Yes, that's right, the house that was the scene of the infamous crime is now a Bed and Breakfast. The home has been meticulously restored to "the original look at the time of the murders," and guests can stay in the Andrew and Abbey Borden Suite, or in the actual room where Abbey was killed. Nearby is the Fall River Historical Society, where an exhibit on the famous murders displays everything form a bloodstained camisole, to actual hairs taken from the bloody hatchet and gruesome crime-scene photos.

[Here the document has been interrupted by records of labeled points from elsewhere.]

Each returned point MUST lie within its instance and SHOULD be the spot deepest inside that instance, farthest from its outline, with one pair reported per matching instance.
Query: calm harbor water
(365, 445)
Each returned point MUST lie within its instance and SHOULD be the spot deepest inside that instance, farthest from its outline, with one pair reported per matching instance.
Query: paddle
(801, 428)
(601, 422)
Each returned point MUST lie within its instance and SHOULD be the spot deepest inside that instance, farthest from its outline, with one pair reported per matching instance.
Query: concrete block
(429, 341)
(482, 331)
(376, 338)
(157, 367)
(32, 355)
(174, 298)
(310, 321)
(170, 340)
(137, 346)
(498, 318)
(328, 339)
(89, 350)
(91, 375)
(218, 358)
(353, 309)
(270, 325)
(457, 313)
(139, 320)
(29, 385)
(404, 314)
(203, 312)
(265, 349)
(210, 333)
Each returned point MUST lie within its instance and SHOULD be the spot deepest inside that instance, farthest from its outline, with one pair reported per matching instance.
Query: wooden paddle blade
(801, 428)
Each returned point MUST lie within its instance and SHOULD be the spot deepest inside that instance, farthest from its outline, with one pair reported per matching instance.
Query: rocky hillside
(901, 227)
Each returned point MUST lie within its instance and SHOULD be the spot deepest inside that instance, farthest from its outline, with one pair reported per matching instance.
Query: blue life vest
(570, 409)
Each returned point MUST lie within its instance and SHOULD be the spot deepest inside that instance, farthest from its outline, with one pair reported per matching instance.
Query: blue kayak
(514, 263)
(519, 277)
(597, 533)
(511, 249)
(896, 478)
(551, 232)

The First Ripley's in St. Augustine Florida

I have, on occasion, visited several "Ripley's Believe It or Not!" locations around the globe, but the location in St. Augustine is unique. This was the first Ripley's in a collection of museums started by Robert Ripley.
Robert was an eccentric man and an avid traveler, obsessed with the inner workings of anthropology and archaeology. He took the world by storm visiting far off lands and unblemished territories and cultures. Places like India and the Orient were unconventional areas for the American traveler during the 19th century, however Ripley's obsession drove him to these areas to study the local customs and speak with people in the area.

Museum of Questionable Medical Devices, Minneapolis, Minnesota

This truly bizarre museum, now administered by the Science Museum of Minnesota, offers a collection of medical devices that have been sold to the public over the years that range from the horrifying to the preposterous.

Included in the collection is an ultraviolet comb with penile and anal attachments, a prostrate warmer, a MacGregor Rejuvenator that claimed to reverse the aging process by bombarding the body with radio waves, and a Recto-rotor (no explanation necessary).



Joyce Lansky said...
16 August 2011 at 19:39  

Very unique, uh, art. Thanks for sharing.